If you’ve travelled from another nation it’s always good to know the customs and accepted behaviours of your host country, so here’s a little primer.

 

  • It goes without saying that smile goes a long way in any nation on this wonderful planet. The UK is generally very open and accepting of any nationality. It is said that the British are reserved in nature; in some circumstances this is true, but it doesn’t mean the people are not welcoming. We’re happy to say hi and help out where we can and on the whole we are very approachable.
  • Queueing. Now this is something we say we pride our ourselves on and is well know around the world. Generally if someone stands in line for a service, be it at the shops, at an ATM or on a train platform, the people already waiting go ahead of you and you go ahead of anyone that joins after you. It’s a ‘first come, first served’ basis unless there’s an emergency or someone is running late.
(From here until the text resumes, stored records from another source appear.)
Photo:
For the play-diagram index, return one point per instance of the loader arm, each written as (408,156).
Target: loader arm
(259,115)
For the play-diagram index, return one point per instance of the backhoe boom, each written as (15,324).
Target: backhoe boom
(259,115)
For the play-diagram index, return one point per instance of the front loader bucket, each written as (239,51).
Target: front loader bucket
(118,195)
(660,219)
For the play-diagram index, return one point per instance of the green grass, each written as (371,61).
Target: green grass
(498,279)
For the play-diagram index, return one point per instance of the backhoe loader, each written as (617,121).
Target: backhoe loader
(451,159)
If that’s the case then politely ask the person at the front if they can join them at the front and explain your situation to the people immediately behind. We’ll understand. Otherwise queue jumping is seen as disrespectful.
  • Please say ‘Excuse me’ in order to get someone’s attention.
  • If someone is in your way then please do say ‘Excuse me’ and they will move aside. If anyone says sorry for being in the way on knocking into you, take it as a respectful acknowledgement and not a deep seated sorrow for what just happened, even if it’s your fault 😉
  • ‘Please’ and ‘Thank you’… the two most respectful phrases in the english language. Use them liberally and the world will be a better place.
  • Upon sneezing, coughing, belching and yawning – please do cover your mouth to minimise any unhygienic contact. It’s also appreciated that you refrain from flatulence in close vicinity to other people, especially on public transport.
  • Upon greeting someone we always say ‘Hi’‘Hello’ or ‘Nice to meet you’. Sometimes they will extend their arm for a handshake in a business or formal setting. Other colloquial ways of saying hello include ‘Alright?’, meaning ‘Hi, how are you/Hi, are you ok?’ but you’re not expected to answer specifically. You can say hello back or say ‘Good thanks, you?’. We’re not asking if you feel ok, it’s just a greeting.
  • The word ‘Mate’ (meaning friend). If someone says ‘Alright mate?’ it is the same meaning as above but with ‘mate’ added which is a friendlier term, likewise ‘Cheers/Thanks mate’. This is the only times you’ll probably hear the word mate – and it has nothing to do with mating. Never say ‘mates’ as that is only ever used in the plural friend context ‘My mates and I…’ or ‘…with my mates’.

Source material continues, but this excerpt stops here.